Area colleges are expected to receive a boost in state funding for the 2014 school year.
That’s a good thing.
But hardly enough.
State schools should be as affordable as possible for any student who wishes to continue his or her education beyond the traditional 12 years.
Every society needs well-educated young people.
Their skills in the workplace feed the economy.
They will become the next wave of leaders.
For the United States to be economically strong, we need a well-educated workforce.
As the cost of an education grows, it discourages students to seek access to college.
It is well known that a college degree means more money in the workplace.

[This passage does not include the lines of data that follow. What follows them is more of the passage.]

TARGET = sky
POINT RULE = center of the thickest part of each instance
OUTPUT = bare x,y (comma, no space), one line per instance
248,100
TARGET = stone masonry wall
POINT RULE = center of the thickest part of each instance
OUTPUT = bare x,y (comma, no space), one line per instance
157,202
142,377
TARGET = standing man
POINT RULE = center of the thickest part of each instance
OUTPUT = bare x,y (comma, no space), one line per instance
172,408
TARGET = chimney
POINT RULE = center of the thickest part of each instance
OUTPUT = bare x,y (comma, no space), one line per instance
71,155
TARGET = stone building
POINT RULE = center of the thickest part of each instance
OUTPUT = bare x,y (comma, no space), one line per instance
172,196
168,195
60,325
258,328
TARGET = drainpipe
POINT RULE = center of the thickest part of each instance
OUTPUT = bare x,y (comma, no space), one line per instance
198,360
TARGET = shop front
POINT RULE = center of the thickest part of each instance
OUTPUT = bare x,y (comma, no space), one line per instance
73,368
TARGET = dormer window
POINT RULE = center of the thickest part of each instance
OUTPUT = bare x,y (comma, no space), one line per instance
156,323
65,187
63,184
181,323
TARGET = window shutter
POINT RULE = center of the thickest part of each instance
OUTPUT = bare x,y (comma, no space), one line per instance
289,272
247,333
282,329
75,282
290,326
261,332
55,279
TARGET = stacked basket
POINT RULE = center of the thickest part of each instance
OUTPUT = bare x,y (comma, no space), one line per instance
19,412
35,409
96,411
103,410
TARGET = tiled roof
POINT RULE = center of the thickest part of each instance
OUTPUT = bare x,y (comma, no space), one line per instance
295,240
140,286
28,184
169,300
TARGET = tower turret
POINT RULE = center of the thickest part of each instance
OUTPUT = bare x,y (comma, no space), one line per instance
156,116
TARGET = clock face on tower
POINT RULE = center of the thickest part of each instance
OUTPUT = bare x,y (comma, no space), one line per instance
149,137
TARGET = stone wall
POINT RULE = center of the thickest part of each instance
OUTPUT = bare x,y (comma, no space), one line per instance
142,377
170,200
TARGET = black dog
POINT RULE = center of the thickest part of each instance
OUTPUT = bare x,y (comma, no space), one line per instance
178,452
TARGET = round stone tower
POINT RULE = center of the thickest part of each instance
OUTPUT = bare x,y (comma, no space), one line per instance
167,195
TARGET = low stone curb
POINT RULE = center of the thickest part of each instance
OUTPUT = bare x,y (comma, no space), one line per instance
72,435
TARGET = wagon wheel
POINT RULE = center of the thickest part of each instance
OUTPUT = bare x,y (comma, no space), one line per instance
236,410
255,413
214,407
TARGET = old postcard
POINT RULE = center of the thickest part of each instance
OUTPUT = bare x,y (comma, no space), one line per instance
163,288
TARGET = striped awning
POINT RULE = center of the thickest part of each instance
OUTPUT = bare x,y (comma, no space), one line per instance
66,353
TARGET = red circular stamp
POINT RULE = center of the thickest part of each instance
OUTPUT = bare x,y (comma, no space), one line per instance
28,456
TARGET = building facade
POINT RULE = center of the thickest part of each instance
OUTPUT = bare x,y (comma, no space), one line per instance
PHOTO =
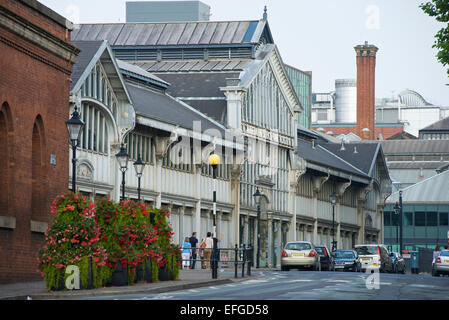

However, if a student is strapped with debt upon graduation, the net gain in salary over a high school graduate is minimized.
The answer comes in better funding for state schools or easier access to financial aid to the student.
Student loans should come at a lower interest rate, too.
We are not just talking about colleges or universities, either.
Not every high school graduate is best suited for college.
Some would make an excellent living working in trades.
It should be easier for students to get an education at places such as the Indian Capital Technology Center.
Most of all, it is important to remember that nearly everyone is better off with some form of higher education beyond high school.
Two years of college is better than none.
State legislators, many of them using the benefits of a higher education, know the value of a well-educated workforce.
They must find a way for students who desire to learn beyond high school to find that path a little easier.